Yes, target chunk size in 1.0 will be 1 or 2MiB. That doesn't mean that there will be no tiny chunks - if you file only has 1 byte, it will be still 1 chunk. So, the average might be lower than the target size.

BTW, it is still unclear to me how you want to work without locking, with parallelel operations allowed (including deletion). I also do not think that making this github issue longer and longer with back-and-forth discussion posts is helping here very much - if we want to implement this, we need ONE relatively formal description of how it works (not many pages in discussion mode).

So I'ld suggest you please rather edit one of your posts and update it as needed until it implements everything needed or until we find it can't be implemented. Also, the other posts (including mine) should be removed after integration. I am also not sure a gh issue is the best for that, maybe a github repo, where one can see diffs and history would be better.

@ThomasWaldmann
Copy link
Member

http://www.daemonology.net/blog/2008-12-14-how-tarsnap-uses-aws.html doesn't sound too promising about the possibility of reliably using S3 directly from a backup tool (he wrote a special server that sits between the backup client and S3).

@rmoriz
Copy link

rmoriz commented Jan 11, 2016

@tw that post was from 2008… https://aws.amazon.com/de/s3/faqs/#How_durable_is_Amazon_S3

@RonnyPfannschmidt
Copy link
Contributor

@ThomasWaldmann - actually its promising - it's not too different from what borg is already doing in the local format - and it might not need too much of a change to make borg work against it

@olivernz
Copy link

olivernz commented Mar 7, 2016

Don't forget BackBlaze's B2. Cheapest storage around.

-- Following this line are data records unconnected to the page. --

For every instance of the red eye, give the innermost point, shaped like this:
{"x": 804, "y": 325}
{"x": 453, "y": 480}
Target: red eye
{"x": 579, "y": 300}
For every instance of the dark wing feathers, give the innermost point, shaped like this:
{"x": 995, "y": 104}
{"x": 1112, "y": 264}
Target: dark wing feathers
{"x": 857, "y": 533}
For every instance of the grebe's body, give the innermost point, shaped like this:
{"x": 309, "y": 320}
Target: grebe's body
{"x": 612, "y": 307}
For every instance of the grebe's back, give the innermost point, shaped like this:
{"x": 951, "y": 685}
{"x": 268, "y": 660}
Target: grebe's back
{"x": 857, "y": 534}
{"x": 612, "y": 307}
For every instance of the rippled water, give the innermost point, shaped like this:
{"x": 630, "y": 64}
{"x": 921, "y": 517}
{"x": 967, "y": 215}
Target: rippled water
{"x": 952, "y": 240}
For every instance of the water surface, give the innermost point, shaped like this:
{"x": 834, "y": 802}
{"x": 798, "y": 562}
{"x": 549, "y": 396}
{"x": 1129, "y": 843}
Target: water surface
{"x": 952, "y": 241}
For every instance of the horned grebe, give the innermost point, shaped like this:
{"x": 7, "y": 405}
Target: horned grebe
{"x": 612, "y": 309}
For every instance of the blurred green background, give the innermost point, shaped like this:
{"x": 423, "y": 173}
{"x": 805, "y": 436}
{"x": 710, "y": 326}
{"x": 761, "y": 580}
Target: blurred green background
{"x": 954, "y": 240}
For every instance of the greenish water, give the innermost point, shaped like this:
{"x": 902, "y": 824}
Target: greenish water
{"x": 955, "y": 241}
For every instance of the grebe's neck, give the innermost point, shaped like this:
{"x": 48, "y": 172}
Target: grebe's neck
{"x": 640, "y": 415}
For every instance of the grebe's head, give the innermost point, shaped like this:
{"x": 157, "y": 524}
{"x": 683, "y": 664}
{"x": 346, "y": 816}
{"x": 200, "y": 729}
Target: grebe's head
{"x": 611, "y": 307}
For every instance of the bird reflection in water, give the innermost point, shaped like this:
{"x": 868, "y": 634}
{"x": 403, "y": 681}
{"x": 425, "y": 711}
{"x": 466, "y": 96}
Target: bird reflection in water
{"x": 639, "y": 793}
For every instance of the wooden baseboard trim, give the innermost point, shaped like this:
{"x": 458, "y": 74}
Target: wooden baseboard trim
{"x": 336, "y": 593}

Hashbackup already does all that but it's closed source so who knows how that is done.

@phime42
Copy link

phime42 commented Mar 19, 2016

Amazon Cloud Drive offers unlimited storage for just 50$ a year. Would be great if it'd be supported! :)

@enkore
Copy link
Contributor

enkore commented Mar 24, 2016

There's a FUSE FS for it: https://github.com/yadayada/acd_cli

That should work okayish (maybe not the best performance).

This thread here is about directly using the S3 key-value store as a backup target (no intermediate FS layer), at least that's how I understand it.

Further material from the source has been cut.